I got HTTP 402 but I'm a paid customer. Check organization_overage_rules.hard_cap_enabled for your org. Paid tiers default to false (overage is billed instead of refused) but admins can flip the override row to true for hard-cap behavior. The gate reads the override first, falls back to the tier default otherwise.

Soft-cap warning fired but I'm under 80%. Check organization_overage_rules.soft_cap_threshold_pct — an admin may have set it lower (60 is a common ask from regulated customers). The aggregator's DEFAULT_SOFT_CAP_THRESHOLD_PCT is 80; the override wins if present.

I see my usage in /settings/billing but Stripe didn't bill. Only periods past their period_end get reported by PR-5's reporter. The current in-progress period rolls up at the next 1st-of-month UTC and gets reported on the next scheduled cron tick (~02:00 UTC daily).

Stripe shows higher usage than the dashboard. Eventual consistency window — Stripe's metering API has ~10s lag on the Stripe side; the dashboard updates once per worker tick (~60s). The two converge but not in lockstep.

I want to test cap behavior in dev. Set organizations.tier = 'free' on a test org (or flip organization_overage_rules. hard_cap_enabled to true on a paid one) and crank up usage_records via the smoke script. The aggregator's next tick (within 60s) will stamp the cap markers and the gate will start refusing.

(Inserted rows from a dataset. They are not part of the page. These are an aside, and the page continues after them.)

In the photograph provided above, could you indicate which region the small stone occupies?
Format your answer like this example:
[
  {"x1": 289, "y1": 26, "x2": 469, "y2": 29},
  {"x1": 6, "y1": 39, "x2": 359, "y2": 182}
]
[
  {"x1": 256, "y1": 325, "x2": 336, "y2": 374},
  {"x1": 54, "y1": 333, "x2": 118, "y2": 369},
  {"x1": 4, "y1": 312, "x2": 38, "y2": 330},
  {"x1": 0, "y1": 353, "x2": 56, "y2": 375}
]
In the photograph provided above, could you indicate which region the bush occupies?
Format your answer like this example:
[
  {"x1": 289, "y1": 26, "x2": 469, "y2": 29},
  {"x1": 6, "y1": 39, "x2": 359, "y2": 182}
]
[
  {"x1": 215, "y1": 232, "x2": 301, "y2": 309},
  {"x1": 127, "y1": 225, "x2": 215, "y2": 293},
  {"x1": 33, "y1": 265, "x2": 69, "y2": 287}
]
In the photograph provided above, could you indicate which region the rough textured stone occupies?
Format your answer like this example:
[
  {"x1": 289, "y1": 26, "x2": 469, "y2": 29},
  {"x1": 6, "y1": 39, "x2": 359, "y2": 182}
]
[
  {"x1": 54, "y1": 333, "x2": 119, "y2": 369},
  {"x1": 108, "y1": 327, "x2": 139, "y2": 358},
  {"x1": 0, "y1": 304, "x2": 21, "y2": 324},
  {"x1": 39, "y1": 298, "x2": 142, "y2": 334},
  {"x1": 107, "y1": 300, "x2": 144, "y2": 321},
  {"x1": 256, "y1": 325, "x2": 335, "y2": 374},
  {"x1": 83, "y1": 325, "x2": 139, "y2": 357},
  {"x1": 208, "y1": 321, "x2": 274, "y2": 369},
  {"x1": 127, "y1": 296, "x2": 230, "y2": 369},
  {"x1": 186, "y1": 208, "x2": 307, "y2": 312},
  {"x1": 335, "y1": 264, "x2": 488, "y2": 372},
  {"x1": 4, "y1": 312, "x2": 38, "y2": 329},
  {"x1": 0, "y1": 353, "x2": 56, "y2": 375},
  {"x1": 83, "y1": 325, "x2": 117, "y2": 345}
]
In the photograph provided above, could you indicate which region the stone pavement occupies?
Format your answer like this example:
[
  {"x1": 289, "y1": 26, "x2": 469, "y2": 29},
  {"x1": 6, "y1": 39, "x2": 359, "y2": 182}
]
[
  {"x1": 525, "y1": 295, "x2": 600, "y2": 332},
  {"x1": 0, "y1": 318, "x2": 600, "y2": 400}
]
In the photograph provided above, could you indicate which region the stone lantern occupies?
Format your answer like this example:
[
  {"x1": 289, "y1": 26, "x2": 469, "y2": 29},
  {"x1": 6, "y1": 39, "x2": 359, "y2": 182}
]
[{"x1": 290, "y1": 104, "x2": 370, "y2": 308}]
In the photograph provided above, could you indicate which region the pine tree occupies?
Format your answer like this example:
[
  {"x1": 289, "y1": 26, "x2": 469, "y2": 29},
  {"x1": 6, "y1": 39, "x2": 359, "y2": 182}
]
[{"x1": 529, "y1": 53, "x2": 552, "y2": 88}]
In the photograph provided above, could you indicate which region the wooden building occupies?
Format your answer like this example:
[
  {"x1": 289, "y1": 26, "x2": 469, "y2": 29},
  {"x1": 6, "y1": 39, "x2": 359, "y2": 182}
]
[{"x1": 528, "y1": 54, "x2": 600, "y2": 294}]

Webhook fired twice for the same cap crossing. Shouldn't happen under normal operation — the worker's one-shot dedupe (WHERE soft_cap_warned_at IS NULL / WHERE hard_cap_hit_at IS NULL) guarantees at-most-once. If you see it, check whether multiple api replicas are running aggregator workers (single-replica is the documented posture); the next worker tick after a duplicate fire won't re-fire on the same row.